In about 13,000 cases, about 38 per cent of those whose appeals were granted, it took more than a year for the successful applicants to begin receiving the benefit.
In the case of one patient with terminal cancer whose appeal was ultimately not granted, the request for a faster appeal hearing was filed away without being read, resulting in unnecessary delay.
When the tribunal was established in April 2013 in an effort to streamline the appeals process, it inherited a backlog of 6,585 appeals; by December 2014, the backlog had grown to 10,871 and it was taking more time, not less, for appeals to be heard.
When ESDC set out to help the tribunal with the backlog, it found a number of cases where applicants who had been denied benefits were indeed eligible to receive them.
Goods that violate Canada’s export control laws, such as stolen property, have been allowed to leave the country because the Canada Border Services Agency lacks the necessary resources _ weaknesses in export authorities, information, practices and controls _ to properly carry out its enforcement duties.
During the audit period from April 2014 to December 2014, some 20 per cent of shipments identified as “high-risk” for containing stolen vehicles went uninspected by border control officers. In some cases, officials said they didn’t receive information about shipments until after they had left the country; in other cases, staff shortages were to blame, or shipments simply couldn’t be located.
Shared Services Canada, established in 2012 to update, consolidate and manage the federal government’s information technology infrastructure, does not adequately measure, track or report on its costs, progress or savings, or on the expectations and satisfaction levels of its department and agency partners, making it impossible to determine whether it is actually saving taxpayer dollars.

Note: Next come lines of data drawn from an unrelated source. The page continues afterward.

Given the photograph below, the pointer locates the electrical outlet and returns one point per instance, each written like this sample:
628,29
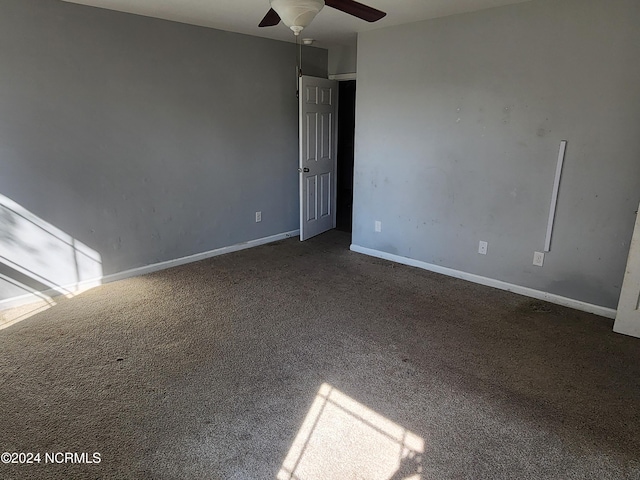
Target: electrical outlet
538,258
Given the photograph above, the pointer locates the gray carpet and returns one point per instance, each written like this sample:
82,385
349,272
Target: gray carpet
308,361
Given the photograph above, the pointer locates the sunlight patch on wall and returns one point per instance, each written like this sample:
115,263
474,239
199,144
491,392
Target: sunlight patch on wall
41,261
341,438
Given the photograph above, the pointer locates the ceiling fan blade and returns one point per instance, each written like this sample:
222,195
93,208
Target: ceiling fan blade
356,9
270,19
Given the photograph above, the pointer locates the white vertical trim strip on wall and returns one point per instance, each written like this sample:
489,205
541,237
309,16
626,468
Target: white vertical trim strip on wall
554,197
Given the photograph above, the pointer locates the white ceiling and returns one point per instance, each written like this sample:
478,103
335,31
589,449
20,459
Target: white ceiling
329,27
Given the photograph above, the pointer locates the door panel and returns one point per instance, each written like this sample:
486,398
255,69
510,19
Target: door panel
317,155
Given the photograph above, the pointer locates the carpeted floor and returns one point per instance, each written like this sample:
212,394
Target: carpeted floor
308,361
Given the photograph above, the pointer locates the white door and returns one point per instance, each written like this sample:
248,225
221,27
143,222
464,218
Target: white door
628,315
318,98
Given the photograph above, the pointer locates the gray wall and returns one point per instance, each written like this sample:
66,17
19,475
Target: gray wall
459,122
142,139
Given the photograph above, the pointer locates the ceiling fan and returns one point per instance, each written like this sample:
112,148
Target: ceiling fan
297,14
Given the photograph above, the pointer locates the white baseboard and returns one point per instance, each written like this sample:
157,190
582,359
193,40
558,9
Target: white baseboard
134,272
490,282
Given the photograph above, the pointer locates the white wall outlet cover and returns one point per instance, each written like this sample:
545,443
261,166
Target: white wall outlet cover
538,259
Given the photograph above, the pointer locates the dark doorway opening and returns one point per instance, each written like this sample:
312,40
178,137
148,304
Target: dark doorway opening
346,137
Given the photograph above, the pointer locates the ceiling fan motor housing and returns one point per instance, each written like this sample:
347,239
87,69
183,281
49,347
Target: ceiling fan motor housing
297,14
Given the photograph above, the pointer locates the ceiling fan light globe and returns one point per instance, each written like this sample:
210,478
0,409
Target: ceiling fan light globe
297,14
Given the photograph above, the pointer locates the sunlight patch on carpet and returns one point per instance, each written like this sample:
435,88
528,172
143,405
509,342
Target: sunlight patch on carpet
341,438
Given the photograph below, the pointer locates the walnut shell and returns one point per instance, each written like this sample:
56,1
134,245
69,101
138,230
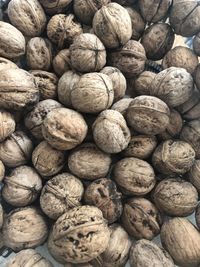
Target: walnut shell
81,233
28,16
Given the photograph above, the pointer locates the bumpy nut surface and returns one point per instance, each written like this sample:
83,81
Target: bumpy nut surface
93,93
110,131
180,233
112,24
141,219
134,176
83,162
24,228
145,253
16,150
28,16
148,115
47,160
79,235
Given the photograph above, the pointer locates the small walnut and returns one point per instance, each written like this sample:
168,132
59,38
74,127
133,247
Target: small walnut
47,160
173,157
22,186
60,194
24,228
110,132
93,93
83,162
112,24
16,150
79,235
39,54
141,219
28,16
134,176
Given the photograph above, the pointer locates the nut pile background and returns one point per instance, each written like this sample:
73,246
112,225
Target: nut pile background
100,145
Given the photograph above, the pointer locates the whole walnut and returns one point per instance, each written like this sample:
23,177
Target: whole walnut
130,59
28,16
93,93
22,186
175,197
134,176
29,257
18,89
173,85
146,253
60,194
16,150
182,240
47,160
64,128
39,54
34,119
184,17
112,24
181,57
62,29
87,53
103,194
79,235
173,157
85,10
12,41
82,162
110,131
148,115
24,228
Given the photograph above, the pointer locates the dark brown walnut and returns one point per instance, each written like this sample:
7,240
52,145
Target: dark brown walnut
145,253
12,41
175,197
173,85
110,131
79,235
34,119
60,194
184,17
18,89
103,194
141,219
85,10
16,150
39,54
87,53
47,84
134,176
89,162
112,24
173,157
180,233
130,59
153,10
47,160
181,57
148,115
62,29
28,16
93,93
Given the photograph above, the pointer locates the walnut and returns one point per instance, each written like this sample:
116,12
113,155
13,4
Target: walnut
28,16
79,235
112,24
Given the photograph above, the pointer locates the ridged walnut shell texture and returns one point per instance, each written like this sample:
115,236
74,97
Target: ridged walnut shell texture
79,235
182,240
28,16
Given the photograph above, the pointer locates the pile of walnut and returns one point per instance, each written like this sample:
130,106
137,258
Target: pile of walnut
98,156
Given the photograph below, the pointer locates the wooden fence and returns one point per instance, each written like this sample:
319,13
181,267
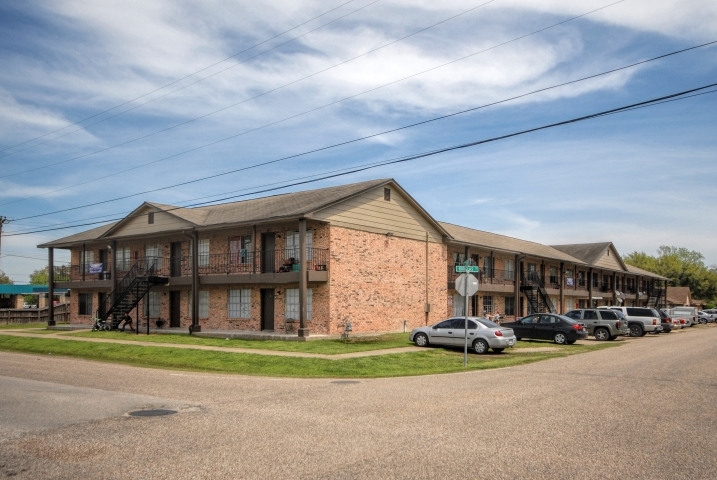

In March 2014, SSC-managed radio communications for 9,000 police officers, paramedics, firefighters and other first responders failed for a full 40 minutes, an outage that was linked to the agency’s failure to establish service expectations with the RCMP; affected personnel were forced to rely on spotty cellphone service in the interim.
At senior management meetings between SSC and its partners, the agency “presented its own assessment of partner satisfaction,” the audit says, with some partners disputing SSC’s assessment of their level of satisfaction.
As of March 2015, the SSC’s “Email Transformation Initiative” had migrated only 3,000 mailboxes to the new email service, when the original plan had been to have migrated more than 500,000 mailboxes by that date.
An SSC initiative to consolidate the government’s 485 data centres down to seven by 2020 has closed or decommissioned 49 such sites, according to the agency’s annual report, but the audit found “insuficient supporting evidence” to back up that claim, nor could it verify the elimination of 300 out of 23,400 servers.
Some 20 years after gender-based analysis was first adopted, only a relative handful of federal departments and agencies use the tool to analyze how policy decisions might impact women and men differently; for those that do, the analyses are often incomplete or inconsistent.
There is no mandatory requirement subjecting policy, legislation and program decisions to gender-based analysis.